Japanese Unexamined Patent Application Publication No. 2006-033727 suggests an image forming apparatus that is most preferred to sign a paper document using an IC card. The image forming apparatus creates image data by reading paper-based information and is provided with: a machine signature device that digitally signs image data using a secret key that is unique to the image forming apparatus; a user signature device that digitally signs image data using a secret key that is unique to the user of the image forming apparatus; and a paper unit determining device that determines the unit of paper-based information to be digitally signed by the machine signature device and the user signature device.
Japanese Unexamined Patent Application Publication No. 2008-236067 suggests a digital signature system that facilitates user operation in scanning.
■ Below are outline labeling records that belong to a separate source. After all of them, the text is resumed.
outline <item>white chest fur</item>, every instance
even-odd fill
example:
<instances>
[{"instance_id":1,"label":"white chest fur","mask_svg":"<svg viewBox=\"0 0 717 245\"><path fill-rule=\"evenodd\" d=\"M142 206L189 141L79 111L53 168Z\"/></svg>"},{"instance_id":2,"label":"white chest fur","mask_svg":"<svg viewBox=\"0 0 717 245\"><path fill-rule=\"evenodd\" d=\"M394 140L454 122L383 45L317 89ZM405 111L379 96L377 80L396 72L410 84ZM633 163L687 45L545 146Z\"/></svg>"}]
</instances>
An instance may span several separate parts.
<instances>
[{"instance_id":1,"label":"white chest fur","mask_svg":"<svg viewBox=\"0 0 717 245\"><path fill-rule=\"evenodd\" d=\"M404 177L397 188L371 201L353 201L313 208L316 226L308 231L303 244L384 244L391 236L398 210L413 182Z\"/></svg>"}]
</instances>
The digital signature system includes: a scanner that reads image information on a document; a first user authentication device that conducts user authentication on a user operating the scanner; a scan data memory that stores the image information obtained by the scanner, as being associated with the information of the user authenticated by the first user authentication device; a second user authentication device that conducts user authentication on the user instructing to perform a specific process on the image information stored on the scan data memory; a signature device that signs the image information; a signature check device that judges whether the user authenticated by the first user authentication device is identified as the user authenticated by the second user authentication; and a scan data memory that stores the image information signed by the signature device, as being valid.
However, when the user instructs the image processing apparatus to execute a job using its function, more than one IC card process may be performed in the job and the user's IC card may be required more than once depending on the function.
Since the conventional image processing apparatuses are configured to instruct the user to prepare the user's IC card only once, the user may misunderstand that the user's IC card will be required only once to complete processing. In this case, the user will suffer from an error during the user given job or interruption of the job.
This problem has been unable to be solved by the technology described in Japanese Unexamined Patent Application Publication No. 2006-033727 or Japanese Unexamined Patent Application Publication No. 2008-236067.
One object of the present invention is to provide an image processing apparatus to allow the user to know that the user's IC card will be required more than once in the user given job and to improve usability by preventing the user from misunderstanding that the user's IC card will be required only once to complete processing.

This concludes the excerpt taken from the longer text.